ZFS and large directories - caveat report

Thu Jul 21 17:08:04 UTC 2011

On Jul 21, 2011, at 12:45 PM, Ivan Voras wrote:

> I'm writing this mostly for future reference / archiving and also if someone has an idea on how to improve the situation.
> 
> A web server I maintain was hit by DoS, which has caused more than 4 million PHP session files to be created. The session files are sharded in 32 directories in a single level - which is normally more than enough for this web server as the number of users is only a couple of thousand. With the DoS, the number of files per shard directory rose to about 130,000.
> 
> The problem is: ZFS has proven horribly inefficient with such large directories.
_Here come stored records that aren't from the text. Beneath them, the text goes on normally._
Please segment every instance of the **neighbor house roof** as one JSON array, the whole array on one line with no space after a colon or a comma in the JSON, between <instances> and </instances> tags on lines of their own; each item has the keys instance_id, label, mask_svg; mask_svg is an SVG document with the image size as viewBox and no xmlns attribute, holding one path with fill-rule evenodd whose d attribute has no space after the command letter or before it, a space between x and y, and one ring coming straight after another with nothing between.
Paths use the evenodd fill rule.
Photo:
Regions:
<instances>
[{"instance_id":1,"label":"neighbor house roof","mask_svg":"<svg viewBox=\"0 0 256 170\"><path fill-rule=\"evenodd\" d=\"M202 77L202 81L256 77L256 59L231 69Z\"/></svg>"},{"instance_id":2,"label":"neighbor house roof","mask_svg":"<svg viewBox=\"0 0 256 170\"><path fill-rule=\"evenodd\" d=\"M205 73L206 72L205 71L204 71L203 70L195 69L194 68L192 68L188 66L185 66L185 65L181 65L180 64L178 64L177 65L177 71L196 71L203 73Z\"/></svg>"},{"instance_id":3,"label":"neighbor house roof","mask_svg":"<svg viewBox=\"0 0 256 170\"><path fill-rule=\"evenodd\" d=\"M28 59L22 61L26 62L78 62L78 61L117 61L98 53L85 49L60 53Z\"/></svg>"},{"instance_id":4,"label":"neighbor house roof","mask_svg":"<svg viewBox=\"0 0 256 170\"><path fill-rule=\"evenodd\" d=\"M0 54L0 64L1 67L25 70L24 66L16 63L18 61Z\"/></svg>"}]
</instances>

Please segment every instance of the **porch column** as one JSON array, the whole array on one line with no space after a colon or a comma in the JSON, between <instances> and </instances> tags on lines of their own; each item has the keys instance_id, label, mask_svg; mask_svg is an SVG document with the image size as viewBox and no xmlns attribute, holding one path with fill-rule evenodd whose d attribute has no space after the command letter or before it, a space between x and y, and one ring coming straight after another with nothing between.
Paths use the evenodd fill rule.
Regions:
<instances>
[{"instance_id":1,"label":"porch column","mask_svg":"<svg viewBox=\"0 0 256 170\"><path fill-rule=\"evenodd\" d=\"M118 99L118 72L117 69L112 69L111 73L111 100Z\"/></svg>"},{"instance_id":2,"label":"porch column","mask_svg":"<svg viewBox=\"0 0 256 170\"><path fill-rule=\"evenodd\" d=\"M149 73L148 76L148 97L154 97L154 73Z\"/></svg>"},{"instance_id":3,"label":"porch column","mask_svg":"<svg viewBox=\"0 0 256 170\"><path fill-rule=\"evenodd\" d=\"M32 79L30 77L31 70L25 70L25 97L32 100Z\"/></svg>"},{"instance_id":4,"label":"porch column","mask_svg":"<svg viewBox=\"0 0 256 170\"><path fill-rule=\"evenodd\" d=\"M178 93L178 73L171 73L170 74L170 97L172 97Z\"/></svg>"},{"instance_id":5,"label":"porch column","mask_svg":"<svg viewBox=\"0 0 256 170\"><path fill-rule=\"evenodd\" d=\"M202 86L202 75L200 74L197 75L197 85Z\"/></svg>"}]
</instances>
I have other, more loaded servers with simlarly bad / large directories on UFS where the problem is not nearly as serious as here (probably due to the large dirhash). On this system, any operation which touches even only the parent of these 32 shards (e.g. "ls") takes seconds, and a simple "find | wc -l" on one of the shards takes > 30 minutes (I stopped it after 30 minutes). Another symptom is that SIGINT-ing such find process takes 10-15 seconds to complete (sic! this likely means the kernel operation cannot be interrupted for so long).
> 
> This wouldn't be a problem by itself, but operations on such directories eat IOPS - clearly visible with the "find" test case, making the rest of the services on the server fall as collateral damage. Apparently there is a huge amount of seeking being done, even though I would think that for read operations all the data would be cached - and somehow the seeking from this operation takes priority / livelocks other operations on the same ZFS pool.
> 
> This is on a fresh 8-STABLE AMD64, pool version 28 and zfs version 5.
> 
> Is there an equivalent of UFS dirhash memory setting for ZFS? (i.e. the size of the metadata cache)

Hello Ivan,

I've some kind of similar problems on a client that needs to store a large amount of files.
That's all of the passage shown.